Detti e modi di dire: “Veloce che c’ho prescia”. Origini e significato
Pare che le origini del termine prescia siano affidate a due ricostruzioni, una etimologica e una assai più curiosa.
Roma è una città meravigliosa, certo, ma è senza dubbio anche una metropoli caotica e trafficata. Il tempo corre veloce nella capitale e tutto intorno a noi sembra avere un ritmo sostenuto. C’è poco spazio per le congetture, si bada più alla sostanza, e la maggior parte dei romani non ama troppo perdersi nei pragmatismi. Roma è razionale, decisa, non se cincischia, Roma è ‘na città che va de prescia. Ecco, la prescia, i romani la usano per riferirsi alla fretta e molto spesso ha un’accezione negativa. Viene utilizzata per lo più per manifestare uno stato di “ansia” e sarà capitato a tutti di sentire o utilizzare “Aho, ma che c’hai prescia? Mettete a sede”, oppure “Me stai a mette la prescia”. Ma da dove arriva questo modo di dire? Ci sono due ricostruzioni, una legata all’etimologia e un’altra, come spesso accade alla corte del Colosseo, riferita a storie di paese tramandate negli anni.

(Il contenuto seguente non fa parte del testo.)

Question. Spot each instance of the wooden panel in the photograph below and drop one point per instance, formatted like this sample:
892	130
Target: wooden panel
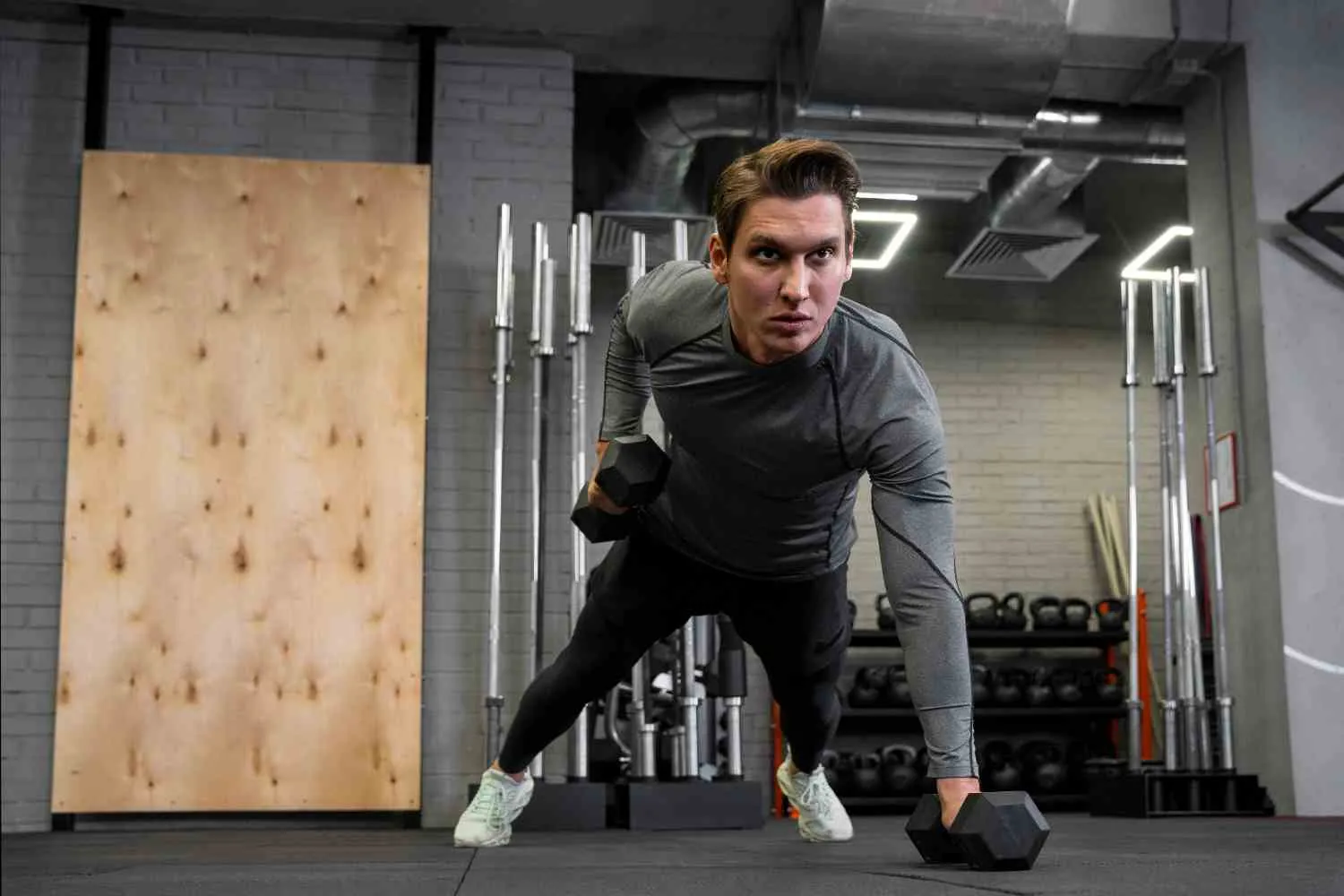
241	603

Il termine prescia pare derivare dal latino, più precisamente dal verbo “premere” che declinato al participio passato femminile diventa “pressa”. Ma non è finita qui perché all’interno dell’Impero romano c’erano diverse varianti della lingua latina e “pressa” è presto diventato “pressia” in latino volgare. Questo termine veniva utilizzato per lo più in ambito meccanico e faceva riferimento alle macchine impiegate per esercitare delle pressioni. Si potrebbe quindi supporre che prescia abbia conservato il sentimento di ansia e stress proprio perché in relazione con macchinari destinati a mettere degli oggetti sotto pressione.

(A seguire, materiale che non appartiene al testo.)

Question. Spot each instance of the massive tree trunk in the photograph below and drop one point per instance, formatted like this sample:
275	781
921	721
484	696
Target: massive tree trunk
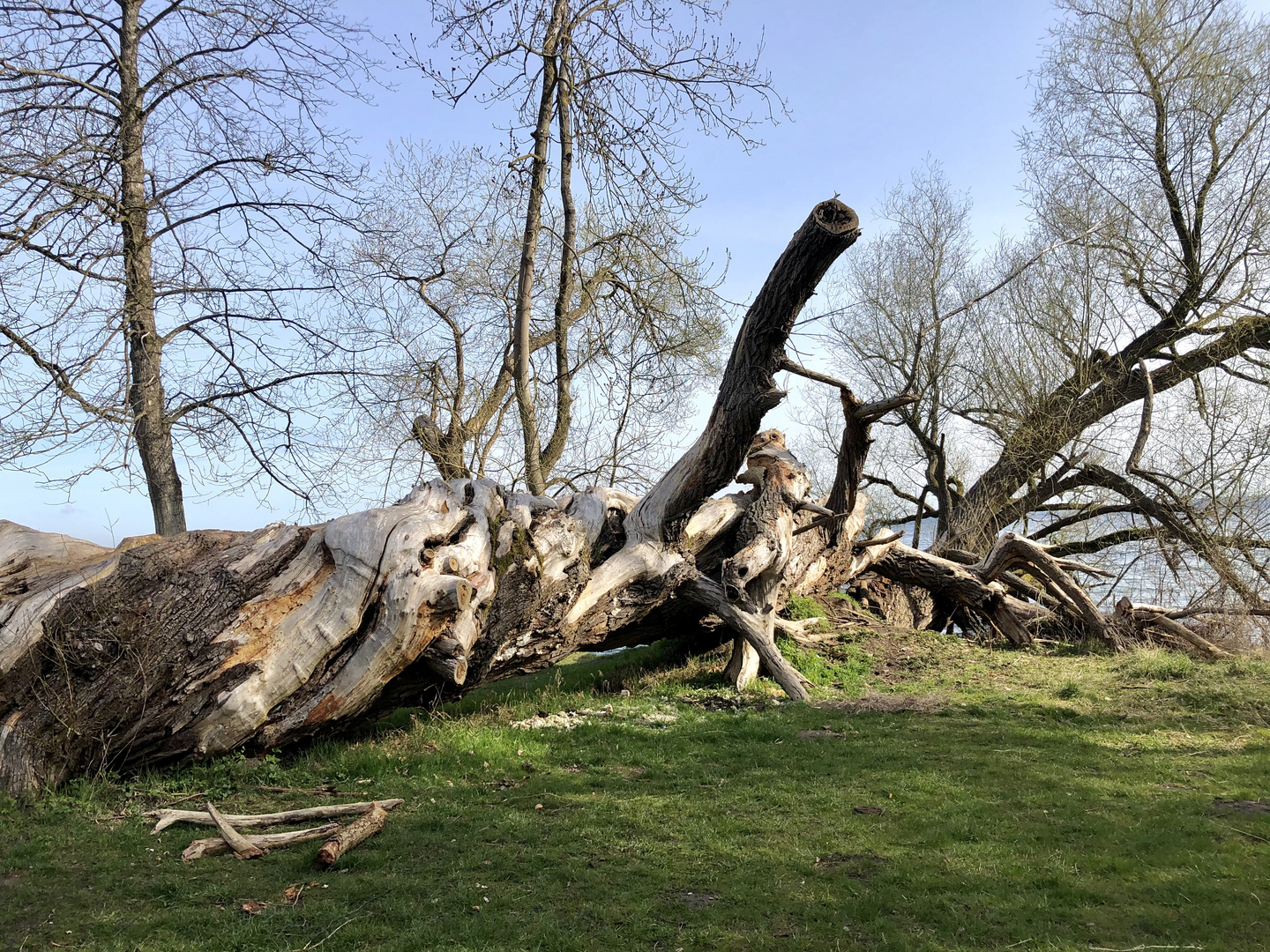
167	649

Archiviata la questione etimologica si arriva poi ad una spiegazione meno scientifica ma non per questo priva di fondamento. La prescia potrebbe essere un’eredità lasciata dal Carnevale romano, evento che si svolgeva all’epoca della Roma papalina, più o meno tra il Settecento e i primi dell’Ottocento. Durante i festeggiamenti si svolgeva una gara ippica fatta però senza fantini, chiamata la corsa dei berberi perché i cavalli provenivano dall’Arabia. Pare che gli animali venissero sottoposti ad un curioso trattamento per permettergli di andare più veloce. In sostanza gli veniva applicata sotto la coda una pece urticante e questo residuo di catrame veniva chiamato prescia. Anche se più popolare e colorita questa spiegazione non va scartata a priori visto che a Roma tra le tante declinazioni di prescia spesso e volentieri si usa anche dire “che c’hai la prescia ar culo?”. Coincidenze?